Sunday, July 24, 2011

Cardio Fitness Tips and Benefits of Walking


Cardio Exercise
Walking can be cardio exercise if it provides moderate to vigorous exercise that gives your heart, lungs and blood vessels a workout, making them stronger as a result of your efforts. The Activity Guidelines report that people who engage in cardio exercise, such as brisk walking, have lower rates of heart disease, stroke and high blood pressure than those who don't exercise in this way. Those who exercise beyond the minimum gain additional benefits, such as a lower risk of colon and breast cancer. Walking at a very fast pace gives you the additional benefits.

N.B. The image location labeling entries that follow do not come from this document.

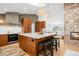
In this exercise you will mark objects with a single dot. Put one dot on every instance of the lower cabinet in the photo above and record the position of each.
(3, 40)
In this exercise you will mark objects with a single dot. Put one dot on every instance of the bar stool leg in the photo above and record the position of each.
(51, 49)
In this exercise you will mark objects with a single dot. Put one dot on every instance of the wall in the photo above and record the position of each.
(12, 17)
(2, 17)
(55, 12)
(33, 17)
(71, 21)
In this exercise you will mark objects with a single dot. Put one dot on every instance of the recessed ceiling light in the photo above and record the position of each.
(25, 8)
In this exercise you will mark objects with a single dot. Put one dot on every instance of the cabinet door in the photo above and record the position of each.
(3, 40)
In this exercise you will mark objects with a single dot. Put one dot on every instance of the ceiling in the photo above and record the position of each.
(22, 8)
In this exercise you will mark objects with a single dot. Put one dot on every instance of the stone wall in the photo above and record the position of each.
(71, 22)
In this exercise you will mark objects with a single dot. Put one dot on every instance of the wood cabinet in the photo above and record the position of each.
(3, 39)
(26, 26)
(27, 44)
(39, 26)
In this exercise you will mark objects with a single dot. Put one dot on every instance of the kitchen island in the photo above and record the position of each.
(29, 42)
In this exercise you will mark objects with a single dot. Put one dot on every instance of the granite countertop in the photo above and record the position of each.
(37, 36)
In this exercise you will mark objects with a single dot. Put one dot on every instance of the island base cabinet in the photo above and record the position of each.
(27, 44)
(3, 40)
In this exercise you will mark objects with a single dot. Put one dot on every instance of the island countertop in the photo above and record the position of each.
(37, 36)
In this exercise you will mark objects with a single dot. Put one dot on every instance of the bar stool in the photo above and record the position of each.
(44, 47)
(54, 43)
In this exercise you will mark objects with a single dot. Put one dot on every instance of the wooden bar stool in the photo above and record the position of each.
(44, 48)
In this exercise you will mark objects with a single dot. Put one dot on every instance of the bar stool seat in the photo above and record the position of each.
(44, 48)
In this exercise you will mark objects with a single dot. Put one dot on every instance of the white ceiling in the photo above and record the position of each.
(22, 8)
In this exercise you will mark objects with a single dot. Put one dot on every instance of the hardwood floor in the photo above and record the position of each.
(14, 50)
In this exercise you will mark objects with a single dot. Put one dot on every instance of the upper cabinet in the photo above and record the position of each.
(26, 25)
(12, 18)
(39, 26)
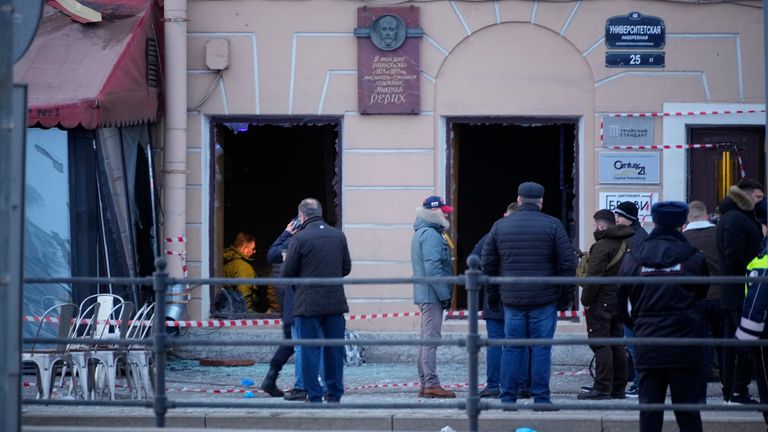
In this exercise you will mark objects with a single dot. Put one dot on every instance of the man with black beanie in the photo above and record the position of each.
(605, 256)
(667, 310)
(738, 242)
(753, 315)
(627, 214)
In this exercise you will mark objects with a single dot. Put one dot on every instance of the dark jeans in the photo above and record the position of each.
(537, 323)
(610, 361)
(736, 370)
(329, 326)
(760, 356)
(495, 328)
(713, 315)
(632, 367)
(653, 389)
(284, 352)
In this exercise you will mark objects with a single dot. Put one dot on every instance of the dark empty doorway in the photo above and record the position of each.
(487, 161)
(263, 168)
(738, 153)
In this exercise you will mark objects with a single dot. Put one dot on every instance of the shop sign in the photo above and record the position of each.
(388, 60)
(629, 168)
(627, 131)
(635, 30)
(643, 200)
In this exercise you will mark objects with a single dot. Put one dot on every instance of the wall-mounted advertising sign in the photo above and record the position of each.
(629, 168)
(635, 30)
(643, 200)
(627, 131)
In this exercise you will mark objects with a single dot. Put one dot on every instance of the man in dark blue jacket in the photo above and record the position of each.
(275, 256)
(494, 326)
(528, 243)
(667, 310)
(738, 239)
(319, 250)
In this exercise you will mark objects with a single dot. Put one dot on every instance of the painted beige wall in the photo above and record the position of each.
(502, 58)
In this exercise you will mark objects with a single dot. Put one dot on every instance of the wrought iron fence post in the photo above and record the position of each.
(160, 282)
(473, 340)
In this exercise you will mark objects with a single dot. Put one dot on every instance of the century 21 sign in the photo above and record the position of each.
(629, 167)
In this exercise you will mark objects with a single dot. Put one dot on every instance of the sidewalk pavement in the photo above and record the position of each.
(370, 383)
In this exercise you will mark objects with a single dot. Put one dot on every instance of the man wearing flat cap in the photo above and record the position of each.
(627, 214)
(528, 243)
(667, 310)
(431, 257)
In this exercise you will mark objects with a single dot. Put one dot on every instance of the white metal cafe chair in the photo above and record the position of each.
(140, 356)
(79, 354)
(106, 356)
(45, 358)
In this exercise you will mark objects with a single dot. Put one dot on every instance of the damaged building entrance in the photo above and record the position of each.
(489, 158)
(263, 169)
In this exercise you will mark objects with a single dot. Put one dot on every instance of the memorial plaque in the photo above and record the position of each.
(388, 60)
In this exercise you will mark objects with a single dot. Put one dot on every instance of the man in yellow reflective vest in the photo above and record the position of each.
(753, 316)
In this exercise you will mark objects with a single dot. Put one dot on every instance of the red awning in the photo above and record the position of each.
(93, 75)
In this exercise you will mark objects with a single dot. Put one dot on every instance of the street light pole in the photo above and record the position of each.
(9, 357)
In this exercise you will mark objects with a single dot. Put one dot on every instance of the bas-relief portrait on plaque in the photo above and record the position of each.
(388, 64)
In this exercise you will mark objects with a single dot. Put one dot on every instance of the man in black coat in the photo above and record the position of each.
(528, 243)
(667, 310)
(739, 239)
(494, 326)
(627, 213)
(605, 256)
(701, 233)
(319, 250)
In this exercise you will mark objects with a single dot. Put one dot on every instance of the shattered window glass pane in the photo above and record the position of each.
(46, 224)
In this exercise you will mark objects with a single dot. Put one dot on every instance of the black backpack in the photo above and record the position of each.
(229, 302)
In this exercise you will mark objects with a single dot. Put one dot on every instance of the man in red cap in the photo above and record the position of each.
(431, 257)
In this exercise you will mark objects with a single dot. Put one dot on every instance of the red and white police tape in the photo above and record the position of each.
(254, 389)
(684, 113)
(278, 322)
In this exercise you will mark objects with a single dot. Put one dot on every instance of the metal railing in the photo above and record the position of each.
(472, 342)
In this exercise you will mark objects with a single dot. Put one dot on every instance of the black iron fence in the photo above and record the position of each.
(472, 342)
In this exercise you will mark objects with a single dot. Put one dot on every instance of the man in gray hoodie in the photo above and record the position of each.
(431, 257)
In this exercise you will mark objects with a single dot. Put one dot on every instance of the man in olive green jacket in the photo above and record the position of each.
(237, 264)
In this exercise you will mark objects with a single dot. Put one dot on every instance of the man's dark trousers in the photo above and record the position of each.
(284, 352)
(610, 360)
(736, 370)
(684, 390)
(330, 326)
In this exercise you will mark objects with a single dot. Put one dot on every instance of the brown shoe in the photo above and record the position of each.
(437, 392)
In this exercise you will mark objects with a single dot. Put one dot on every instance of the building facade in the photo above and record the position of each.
(280, 107)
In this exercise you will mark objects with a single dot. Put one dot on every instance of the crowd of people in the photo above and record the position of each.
(685, 241)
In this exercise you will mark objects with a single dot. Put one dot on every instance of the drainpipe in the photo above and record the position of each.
(175, 154)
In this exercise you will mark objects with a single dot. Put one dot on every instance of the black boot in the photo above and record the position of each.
(269, 385)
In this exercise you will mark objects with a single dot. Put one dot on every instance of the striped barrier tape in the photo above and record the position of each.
(278, 322)
(684, 113)
(240, 390)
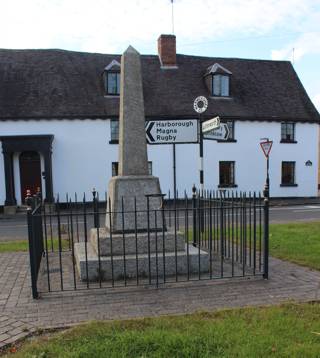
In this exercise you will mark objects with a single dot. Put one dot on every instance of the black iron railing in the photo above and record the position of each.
(211, 235)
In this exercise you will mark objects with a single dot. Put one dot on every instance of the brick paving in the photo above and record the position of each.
(20, 315)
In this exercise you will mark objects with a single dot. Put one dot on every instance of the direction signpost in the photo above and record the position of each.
(172, 131)
(220, 133)
(210, 124)
(200, 105)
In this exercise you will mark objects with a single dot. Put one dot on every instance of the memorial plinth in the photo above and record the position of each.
(135, 240)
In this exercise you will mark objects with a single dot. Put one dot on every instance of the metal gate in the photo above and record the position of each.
(211, 235)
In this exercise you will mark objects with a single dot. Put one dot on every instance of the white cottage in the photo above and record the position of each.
(59, 122)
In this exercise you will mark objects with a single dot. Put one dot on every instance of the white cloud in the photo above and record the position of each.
(111, 25)
(308, 43)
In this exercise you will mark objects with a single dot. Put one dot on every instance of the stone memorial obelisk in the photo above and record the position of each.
(128, 190)
(134, 237)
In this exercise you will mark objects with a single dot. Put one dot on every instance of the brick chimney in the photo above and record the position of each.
(167, 50)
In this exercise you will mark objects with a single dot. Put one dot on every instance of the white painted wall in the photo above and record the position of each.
(250, 162)
(82, 157)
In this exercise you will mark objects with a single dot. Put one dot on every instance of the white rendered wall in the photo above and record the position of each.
(81, 154)
(250, 163)
(82, 158)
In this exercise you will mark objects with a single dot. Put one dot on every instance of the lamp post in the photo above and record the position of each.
(266, 145)
(200, 105)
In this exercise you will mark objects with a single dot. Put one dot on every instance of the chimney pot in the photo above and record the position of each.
(167, 50)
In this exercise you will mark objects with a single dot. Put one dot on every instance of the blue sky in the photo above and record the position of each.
(268, 29)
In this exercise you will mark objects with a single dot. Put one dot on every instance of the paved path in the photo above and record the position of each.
(20, 314)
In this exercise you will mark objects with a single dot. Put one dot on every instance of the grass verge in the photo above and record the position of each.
(291, 330)
(22, 245)
(296, 242)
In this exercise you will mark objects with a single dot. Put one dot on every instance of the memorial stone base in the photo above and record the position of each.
(131, 256)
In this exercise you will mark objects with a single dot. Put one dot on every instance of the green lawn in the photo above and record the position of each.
(291, 330)
(296, 242)
(22, 245)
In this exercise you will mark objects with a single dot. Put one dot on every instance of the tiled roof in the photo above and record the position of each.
(66, 84)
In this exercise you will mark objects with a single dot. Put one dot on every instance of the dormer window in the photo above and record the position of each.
(217, 79)
(111, 77)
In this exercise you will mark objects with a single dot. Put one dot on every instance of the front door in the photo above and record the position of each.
(30, 173)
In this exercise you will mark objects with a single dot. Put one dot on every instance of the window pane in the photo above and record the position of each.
(115, 169)
(118, 82)
(288, 171)
(231, 129)
(224, 85)
(287, 131)
(114, 127)
(112, 78)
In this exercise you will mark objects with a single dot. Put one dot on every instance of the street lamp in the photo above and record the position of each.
(266, 145)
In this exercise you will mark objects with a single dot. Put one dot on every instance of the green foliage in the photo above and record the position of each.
(22, 245)
(290, 330)
(296, 242)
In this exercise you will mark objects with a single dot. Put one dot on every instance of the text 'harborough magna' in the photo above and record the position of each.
(175, 124)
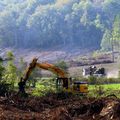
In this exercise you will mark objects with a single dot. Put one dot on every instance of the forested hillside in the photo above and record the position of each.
(49, 23)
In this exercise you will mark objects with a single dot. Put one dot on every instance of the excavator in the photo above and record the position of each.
(62, 79)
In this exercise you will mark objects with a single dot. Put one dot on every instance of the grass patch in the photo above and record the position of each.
(104, 90)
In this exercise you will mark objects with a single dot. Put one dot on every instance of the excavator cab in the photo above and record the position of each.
(66, 84)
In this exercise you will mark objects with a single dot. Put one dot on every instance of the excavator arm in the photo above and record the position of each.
(46, 66)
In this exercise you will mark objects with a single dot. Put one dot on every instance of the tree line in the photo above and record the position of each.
(49, 23)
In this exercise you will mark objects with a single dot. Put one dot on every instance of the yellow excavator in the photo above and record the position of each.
(61, 80)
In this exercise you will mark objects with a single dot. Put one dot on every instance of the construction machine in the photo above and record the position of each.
(61, 80)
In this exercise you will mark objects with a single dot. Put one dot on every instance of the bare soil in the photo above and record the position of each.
(54, 107)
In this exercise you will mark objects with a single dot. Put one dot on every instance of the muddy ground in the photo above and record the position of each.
(54, 107)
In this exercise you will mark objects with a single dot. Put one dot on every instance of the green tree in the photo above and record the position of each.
(116, 30)
(106, 43)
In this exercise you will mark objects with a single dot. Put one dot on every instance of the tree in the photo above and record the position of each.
(10, 74)
(106, 43)
(116, 30)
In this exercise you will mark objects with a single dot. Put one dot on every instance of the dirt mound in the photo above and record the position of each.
(53, 108)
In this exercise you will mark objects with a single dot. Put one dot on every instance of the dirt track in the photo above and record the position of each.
(54, 108)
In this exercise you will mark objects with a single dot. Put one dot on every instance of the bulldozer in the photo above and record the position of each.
(61, 81)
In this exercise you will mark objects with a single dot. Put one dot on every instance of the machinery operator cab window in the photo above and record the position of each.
(64, 82)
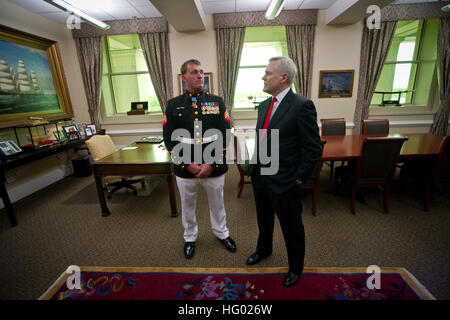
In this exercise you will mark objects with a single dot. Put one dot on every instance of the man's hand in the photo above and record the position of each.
(193, 168)
(205, 171)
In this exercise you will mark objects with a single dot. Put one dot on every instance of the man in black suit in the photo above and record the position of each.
(299, 148)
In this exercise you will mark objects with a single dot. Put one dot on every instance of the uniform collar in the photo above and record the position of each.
(198, 95)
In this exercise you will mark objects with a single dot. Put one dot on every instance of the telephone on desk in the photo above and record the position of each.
(8, 148)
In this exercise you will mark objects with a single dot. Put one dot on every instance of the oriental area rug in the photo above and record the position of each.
(129, 283)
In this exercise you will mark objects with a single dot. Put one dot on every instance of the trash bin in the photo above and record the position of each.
(82, 164)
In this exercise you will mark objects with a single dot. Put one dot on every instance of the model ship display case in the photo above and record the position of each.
(36, 136)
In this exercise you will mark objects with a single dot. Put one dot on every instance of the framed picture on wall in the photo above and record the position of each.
(336, 83)
(32, 79)
(207, 84)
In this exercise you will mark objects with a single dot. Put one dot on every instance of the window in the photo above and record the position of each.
(260, 44)
(125, 76)
(410, 64)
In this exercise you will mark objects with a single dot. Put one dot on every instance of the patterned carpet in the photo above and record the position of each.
(101, 283)
(56, 230)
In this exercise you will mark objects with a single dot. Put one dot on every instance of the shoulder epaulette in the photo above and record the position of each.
(177, 97)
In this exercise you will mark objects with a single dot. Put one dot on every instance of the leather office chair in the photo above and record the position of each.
(375, 126)
(101, 146)
(242, 173)
(313, 182)
(375, 167)
(332, 127)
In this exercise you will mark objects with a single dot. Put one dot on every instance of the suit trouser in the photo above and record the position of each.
(213, 187)
(288, 208)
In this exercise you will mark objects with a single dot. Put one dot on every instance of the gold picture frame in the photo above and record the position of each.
(336, 83)
(42, 54)
(207, 84)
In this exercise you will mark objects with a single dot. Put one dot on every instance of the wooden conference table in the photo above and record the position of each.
(146, 159)
(349, 146)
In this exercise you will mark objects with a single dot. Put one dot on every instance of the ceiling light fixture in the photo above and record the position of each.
(71, 9)
(274, 9)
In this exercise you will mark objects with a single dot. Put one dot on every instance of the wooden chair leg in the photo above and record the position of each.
(314, 202)
(386, 198)
(331, 169)
(426, 204)
(240, 190)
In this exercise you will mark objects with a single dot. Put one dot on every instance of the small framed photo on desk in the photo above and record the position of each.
(71, 132)
(88, 132)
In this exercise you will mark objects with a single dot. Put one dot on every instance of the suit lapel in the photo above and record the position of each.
(284, 106)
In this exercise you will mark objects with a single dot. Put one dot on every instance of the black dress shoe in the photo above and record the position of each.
(290, 279)
(189, 249)
(255, 258)
(229, 244)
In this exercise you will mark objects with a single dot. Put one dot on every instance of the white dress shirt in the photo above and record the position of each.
(280, 98)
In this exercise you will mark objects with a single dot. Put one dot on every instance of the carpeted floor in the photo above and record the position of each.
(131, 283)
(61, 225)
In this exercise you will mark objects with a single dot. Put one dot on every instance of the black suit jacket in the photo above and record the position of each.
(299, 142)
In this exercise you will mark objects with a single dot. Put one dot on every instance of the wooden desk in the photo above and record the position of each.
(147, 159)
(25, 157)
(349, 146)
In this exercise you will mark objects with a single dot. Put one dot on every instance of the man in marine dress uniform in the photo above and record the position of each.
(197, 111)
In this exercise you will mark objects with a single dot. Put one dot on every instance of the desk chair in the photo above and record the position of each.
(375, 127)
(332, 127)
(101, 146)
(375, 167)
(313, 182)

Walking That Is Not Cardio Exercise
Walking through the grocery store pushing your cart or going shopping at the mall do not meet the standards for moderate or vigorous exercise and do not provide enough cardio exercise to reduce your risk of serious disease. The Activity Guidelines call these baseline activities. While these activities have benefits, the extent of these has not been studied scientifically, according to the 2008 Activity Guidelines.
Brisk Walking
According to the MayoClinic.com, simple walking becomes brisk walking when you begin to breathe faster, develop a light sweat and feel some strain in your leg muscles. The website adds that you should be able to talk during moderate exercise like brisk walking, but that if you can sing, you need to pick up the pace and walk even more briskly. You can also use your own heart rate to monitor intensity by calculating your upper and lower heart rates and using a heart-rate monitor or taking your pulse.
Exercise Intensity
Brisk walking meets government standards for moderate physical exercise. The Activity Guideline's scale of exercise intensity ranges from 0, a activity level comparable to resting in a chair, to 10 at the most intense, with moderate measuring a 5 or 6. Vigorous exercise would fall at a 7 or 8 on the scale. Both moderate and vigorous exercise fall into the "Health-enhancing" category.